Suzi havia corrido pelo saguão em desespero e presenciou a tempestade de fúria. A gratidão explodiu em seu peito ao ver a Senhorita Tainá arriscando tudo por ela.

Mas o terror por uma possível retaliação a consumiu.

— Menina, chega, por favor, me escute. Eu estou viva, já basta!

Ela temia as consequências que o império dos Torres poderia trazer sobre Tainá. Se a menina não passava de uma adolescente, como suportaria a ira judicial de um magnata influente?

— Tainá, acabe com essa loucura agora. Destranque a porta, nós podemos resolver isso com calma e conversa — a voz de Thiago ecoou pelo corredor de madeira, tentando injetar alguma razão no caos.

— Nossa, como meu irmão mais velho é um poço de sensatez — Tainá cuspiu as palavras, sem aliviar o peso dos punhos.

— Quando a carnificina acontecia na cozinha, por que você não correu com seu discurso diplomático para impedir que uma velha fosse triturada?

— Tainá, pare já com isso. Se é sobre a Suzi, eu garanto que nós vamos pagar e arcar com toda a recuperação dela...

— Pagar? Jogar dinheiro na cara de quem vocês destroem é a grande resolução?

— O seu talão de cheques vai desfazer as feridas que estão purulentas no corpo dela agora? O seu dinheiro nojento vai curar o terror psicológico de quase ter sido esfaqueada pelas costas?

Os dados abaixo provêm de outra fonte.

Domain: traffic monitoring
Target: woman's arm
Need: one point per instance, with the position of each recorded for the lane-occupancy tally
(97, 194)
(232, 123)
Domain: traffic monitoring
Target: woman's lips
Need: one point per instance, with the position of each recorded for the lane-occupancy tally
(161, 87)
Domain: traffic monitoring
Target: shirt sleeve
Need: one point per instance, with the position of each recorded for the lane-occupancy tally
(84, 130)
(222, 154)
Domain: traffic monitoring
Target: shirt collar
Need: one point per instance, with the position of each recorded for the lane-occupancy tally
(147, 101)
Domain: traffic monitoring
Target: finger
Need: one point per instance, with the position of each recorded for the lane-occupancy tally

Do lado de fora, os joelhos da Sra. Viviane cederam. Ela despencou no piso de mármore, e Martim correu para apará-la.

— Thiago, para de implorar para essa psicopata! Quebra essa porta agora! Bote tudo abaixo!

— Pai, as portas principais são lajes maciças de sândalo-vermelho puro, custaram centenas de milhares de...

— Eu não quero saber o preço da madeira! Quebre! Se não tiver força, procure uma barra de ferro e estilhace o painel!

As gengivas de Martim sangravam de tanto apertar a mandíbula.

Como Thiago hesitou, procurando uma ferramenta inútil, o patriarca rugiu para o único empregado que estava se encolhendo pelos cantos do corredor.

— Que merda você está olhando? Chame a segurança inteira agora!

Dentro do saguão restrito.

*CRACK!*

Tainá travou o braço direito de Laura entre os joelhos, girou o quadril e torceu com força cirúrgica. O som seco de um galho partindo atravessou o hall.

— AHHH!

Com as cordas vocais rasgadas pelo grito estridente, Laura revirou os olhos e perdeu a consciência, caindo mole sobre o tapete.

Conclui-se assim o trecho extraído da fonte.